Выбрать главу

Халаты басмачей не появлялись меж камней. День тянулся. Бесконечный и знойный.

…Отец очнулся от холода и тревожного страха. Откуда он? Оказывается, он спал. Фролов лежал, как они его положили. Только склонился немного влево, и рука его соскользнула с винтовки. Омара не было!

Отец бросился к зубцам камней. Тени только начинали густеть, и он увидел, что убитого басмача там, внизу, уже нет. Он смотрел до боли в глазах, стараясь увидеть басмачей или хотя бы какой-то знак их, но ничего не мог заметить. Там были тишина и камни.

Вторая ночь обступала ловушку. И теперь их было двое.

Он вынул блокнот, пытаясь до полной темноты записать какие-то слова, от которых надо было освободиться, прежде чем наступит эта ночь. Но слова не получались у него. И вдруг он услышал ясный шорох. Шорох тут же затих, но он не был случайным. Он чувствовал это. Из-за ближнего камня — до него было метров пятнадцать — донеслись слова:

— Не надо стрелять… Слышишь?.. Это я, Омар. Не стреляй!

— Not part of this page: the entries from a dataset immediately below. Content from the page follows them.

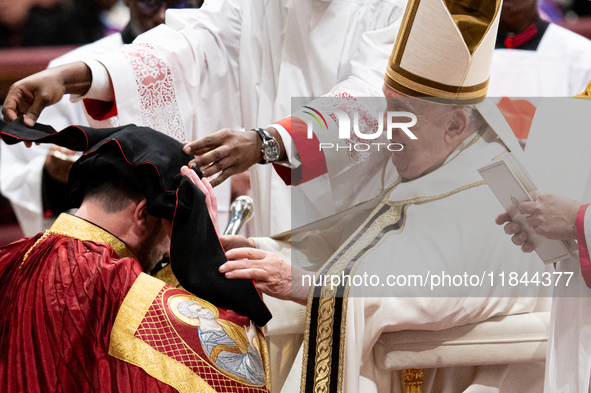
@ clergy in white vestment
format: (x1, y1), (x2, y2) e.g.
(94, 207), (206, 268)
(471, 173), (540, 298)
(0, 0), (230, 236)
(223, 0), (543, 392)
(70, 0), (406, 235)
(503, 95), (591, 393)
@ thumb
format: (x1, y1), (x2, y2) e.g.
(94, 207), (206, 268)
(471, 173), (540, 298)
(24, 93), (59, 127)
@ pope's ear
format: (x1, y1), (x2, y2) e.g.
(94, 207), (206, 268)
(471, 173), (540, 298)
(445, 108), (470, 144)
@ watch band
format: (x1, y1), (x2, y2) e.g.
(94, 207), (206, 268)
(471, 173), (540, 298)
(251, 128), (274, 164)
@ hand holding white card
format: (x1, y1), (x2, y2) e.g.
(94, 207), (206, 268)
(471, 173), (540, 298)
(478, 155), (570, 264)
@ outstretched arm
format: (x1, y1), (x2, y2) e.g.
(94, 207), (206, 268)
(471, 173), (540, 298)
(183, 127), (287, 187)
(2, 61), (92, 126)
(496, 191), (581, 252)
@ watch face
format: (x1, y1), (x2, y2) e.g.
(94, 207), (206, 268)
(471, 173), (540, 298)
(263, 139), (279, 162)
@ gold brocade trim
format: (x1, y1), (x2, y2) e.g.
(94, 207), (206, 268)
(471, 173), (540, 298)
(574, 82), (591, 100)
(385, 66), (489, 99)
(47, 213), (139, 262)
(109, 273), (215, 393)
(19, 231), (49, 268)
(301, 181), (484, 393)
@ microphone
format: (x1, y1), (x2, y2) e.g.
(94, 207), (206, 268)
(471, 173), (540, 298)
(224, 195), (254, 235)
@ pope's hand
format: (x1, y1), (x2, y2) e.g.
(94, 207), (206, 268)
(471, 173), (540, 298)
(181, 166), (219, 232)
(495, 212), (534, 253)
(220, 248), (308, 305)
(183, 128), (262, 187)
(519, 191), (581, 240)
(220, 235), (256, 251)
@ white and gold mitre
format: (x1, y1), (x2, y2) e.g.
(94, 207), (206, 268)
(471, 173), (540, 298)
(385, 0), (501, 100)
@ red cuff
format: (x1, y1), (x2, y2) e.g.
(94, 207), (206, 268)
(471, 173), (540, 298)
(274, 116), (328, 185)
(82, 99), (117, 121)
(576, 204), (591, 288)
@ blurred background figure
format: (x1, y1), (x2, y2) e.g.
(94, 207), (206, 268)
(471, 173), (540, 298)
(0, 0), (118, 48)
(488, 0), (591, 146)
(0, 0), (204, 239)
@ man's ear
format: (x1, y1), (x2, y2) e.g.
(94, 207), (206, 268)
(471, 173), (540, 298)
(133, 198), (148, 232)
(444, 108), (470, 144)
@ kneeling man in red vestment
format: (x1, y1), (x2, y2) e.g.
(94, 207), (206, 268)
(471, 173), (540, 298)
(0, 120), (270, 392)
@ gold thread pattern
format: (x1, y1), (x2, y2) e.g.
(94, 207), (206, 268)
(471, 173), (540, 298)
(19, 231), (49, 269)
(48, 213), (139, 262)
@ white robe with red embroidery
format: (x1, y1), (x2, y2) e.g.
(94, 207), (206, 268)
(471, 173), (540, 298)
(83, 0), (406, 235)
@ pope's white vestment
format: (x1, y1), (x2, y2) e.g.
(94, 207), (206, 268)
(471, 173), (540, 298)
(259, 99), (543, 393)
(0, 33), (123, 236)
(83, 0), (405, 236)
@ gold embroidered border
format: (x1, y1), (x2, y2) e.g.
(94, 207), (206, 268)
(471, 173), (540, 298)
(19, 231), (49, 269)
(109, 273), (215, 393)
(48, 213), (139, 261)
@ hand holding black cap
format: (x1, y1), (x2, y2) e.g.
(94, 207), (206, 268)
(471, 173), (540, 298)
(0, 119), (271, 326)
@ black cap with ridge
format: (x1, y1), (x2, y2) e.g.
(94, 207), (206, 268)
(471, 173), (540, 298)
(0, 119), (271, 326)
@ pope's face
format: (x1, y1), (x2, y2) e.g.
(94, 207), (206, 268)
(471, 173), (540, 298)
(384, 87), (462, 180)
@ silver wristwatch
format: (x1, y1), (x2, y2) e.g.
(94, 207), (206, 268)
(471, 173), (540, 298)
(251, 128), (281, 164)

Голова высунулась из-за края камня и снова спряталась.

— Не надо стрелять!

Омар! Он выскользнул из-за камня и, согнувшись, быстро перебежал к зубцам. Он что-то нес.

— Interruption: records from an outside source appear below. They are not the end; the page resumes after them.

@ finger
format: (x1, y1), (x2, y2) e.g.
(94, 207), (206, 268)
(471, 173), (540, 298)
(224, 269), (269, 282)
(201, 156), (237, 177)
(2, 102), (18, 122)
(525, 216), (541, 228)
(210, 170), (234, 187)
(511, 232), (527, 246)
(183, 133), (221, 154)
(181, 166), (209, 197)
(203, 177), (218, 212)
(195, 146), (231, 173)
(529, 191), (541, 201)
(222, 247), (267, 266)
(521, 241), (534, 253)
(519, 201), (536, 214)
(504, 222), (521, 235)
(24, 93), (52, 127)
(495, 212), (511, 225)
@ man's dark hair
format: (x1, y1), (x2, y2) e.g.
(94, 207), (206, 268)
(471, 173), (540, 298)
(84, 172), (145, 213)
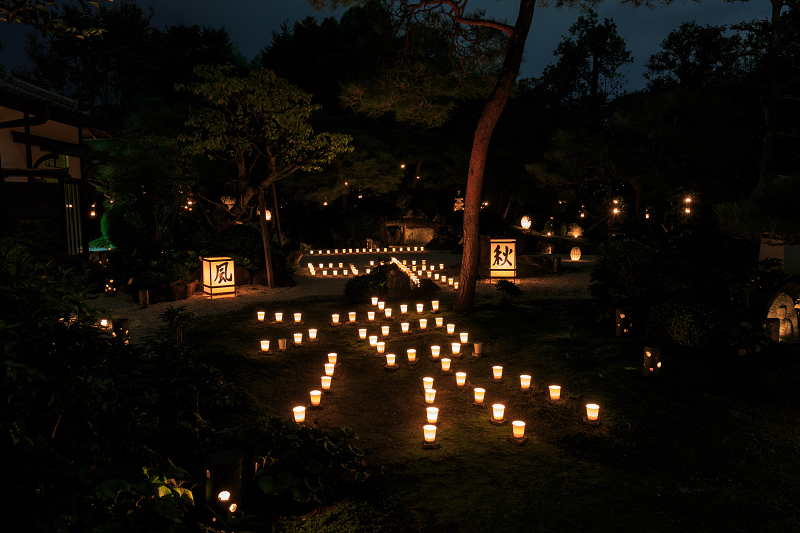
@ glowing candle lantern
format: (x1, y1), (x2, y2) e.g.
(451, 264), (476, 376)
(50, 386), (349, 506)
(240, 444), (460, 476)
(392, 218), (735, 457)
(425, 389), (436, 405)
(492, 366), (503, 381)
(425, 407), (439, 424)
(492, 403), (506, 422)
(473, 387), (486, 405)
(202, 257), (236, 298)
(311, 390), (322, 407)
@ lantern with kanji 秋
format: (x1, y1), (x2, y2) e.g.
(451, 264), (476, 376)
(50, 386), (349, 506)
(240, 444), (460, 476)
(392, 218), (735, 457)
(202, 257), (236, 298)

— Это я, я… — Он держал в руках лошадиный хвост. — Их там нет, — он торопился говорить, — но они где-то здесь, что- то задумали… Я ходил резал хвост у своей лошади. Теперь все будет хорошо… Человек умрет — его хоронят, овца издохнет — ее выбросят. Но если твою лошадь убили — надо резать хвост. А то она бродить будет, в горах много зла хозяину сделает. Теперь не сделает. Теперь все будет хорошо. Хорошо.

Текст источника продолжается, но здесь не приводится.